Unable to sit in his depression, he figured he would distract himself with more drugs. He had tried meth once before and figured that was a good place to start. “I got high… and I felt better. I thought this was the solution to my problems of feeling like shit and feeling depressed and so I thought I could just do this all the time.” He picked up a pipe and was off to the races. And when Ethan goes in, he goes all in. He was soon dating a tweaker, smoking meth all day and somehow still held down a job. One day, his new girlfriend started shooting up. Instead of shock or trepidation, “I said ‘that sounds fun! I’ll want to do that!’” The girlfriend ended up going crazy from the meth, entering a full psychosis but that didn’t stop Ethan. He believed he could handle his meth. “I told myself, ‘it won’t make me crazy.’” A common thought for any meth addict about to start their descent into a world of pain.

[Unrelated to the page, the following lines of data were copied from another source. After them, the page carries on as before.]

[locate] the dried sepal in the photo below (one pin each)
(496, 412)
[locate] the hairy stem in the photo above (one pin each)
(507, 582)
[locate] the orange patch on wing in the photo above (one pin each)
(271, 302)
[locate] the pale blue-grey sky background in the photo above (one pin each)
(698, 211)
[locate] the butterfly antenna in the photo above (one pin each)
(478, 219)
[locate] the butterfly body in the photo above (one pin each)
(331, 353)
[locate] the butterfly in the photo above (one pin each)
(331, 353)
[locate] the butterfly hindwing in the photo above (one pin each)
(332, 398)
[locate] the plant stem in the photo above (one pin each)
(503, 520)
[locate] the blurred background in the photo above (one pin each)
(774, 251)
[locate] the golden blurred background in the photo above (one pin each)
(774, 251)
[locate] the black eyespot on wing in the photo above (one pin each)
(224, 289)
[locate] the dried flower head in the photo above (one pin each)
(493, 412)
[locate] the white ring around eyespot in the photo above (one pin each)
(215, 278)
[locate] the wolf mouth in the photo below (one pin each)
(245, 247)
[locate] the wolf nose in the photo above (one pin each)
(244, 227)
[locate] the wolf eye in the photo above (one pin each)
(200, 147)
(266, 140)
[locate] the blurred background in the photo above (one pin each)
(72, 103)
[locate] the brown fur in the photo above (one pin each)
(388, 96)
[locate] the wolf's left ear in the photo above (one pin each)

It’s never a good idea to steal, however on meth, it becomes a great idea. Ethan and his girlfriend at the time  found a house in Studio City that was listed for sale and pillaged the nearly empty house. “We took what we could, which was a Dewalt drill and a leather jacket,” Ethan says. The garage was full of big items so with the help of a nearby homeless man, the three of them, emptied the garage into a Uhaul. They sold the small items but “at some point, some of the items were posted on Craigslist with my phone number attached,” Ethan recalls. The meth-induced ideas only got better and better. A month later, the police got in touch with Ethan and in an attempt to show some form of chivalrous love, “I decided I was going to turn myself in, because I didn’t want her to think I was going to flip on her. I would just take all the blame now and spare her,” he recalls. He explains, “I turned myself in because I wanted her to love me. I thought it would make her trust me more. I didn’t think it was going to be that serious because I was doing the right thing. The system doesn’t care that you are trying to do the right thing now. They only care that you did the wrong thing back then.” Ethan would end up spending ten months in prison.

Ten days before he turned himself in, Ethan had something of a spiritual awakening and put down the drugs, so he began his prison sentence with just over a week clean. He had friends who had been to jail so he was filled in on how to act and survive. He was crafty; he managed to game the system and avoid gang violence and politics. “The thing that messes with you the most in LA County jail is that there are no windows or clocks. The only way to tell what time it is, is when the sheriffs do rounds every 30 minutes,” he explains. He passed the time reading and writing and trying to keep a level head. He and another inmate even worked on a script about their experience in jail.

From prison, he was sentenced to Beit T’Shuvah. Here, he has discovered a newfound awareness of his own feelings and the chaos that continuously goes on in his head. After years of battling with himself, he is finally better equipped to deal with his complex emotions and rapidly moving mind. Beit T’Shuvah has also supplied Ethan with a loving community of friends. He says, “I finally have people to talk to when I am feeling crazy. There are people here that I don’t need to hide from or feel like I need to be liked by. Beit T’Shuvah has taught me how to love myself and have self worth that is not based on external validation.”

Ethan has also become a vital part of this community by taking on any and all the jobs that are asked of him. He says,“I’m very productive nowadays. I work part-time and have an internship baking bread. I want to follow my passion and be able to give back to the community.” Where those intersect, we shall find out.

Working on writing a new script with a few residents here, Ethan sees a bright future for himself. He dreams of being a television producer, while staying close to this community and the people in it that give him strength.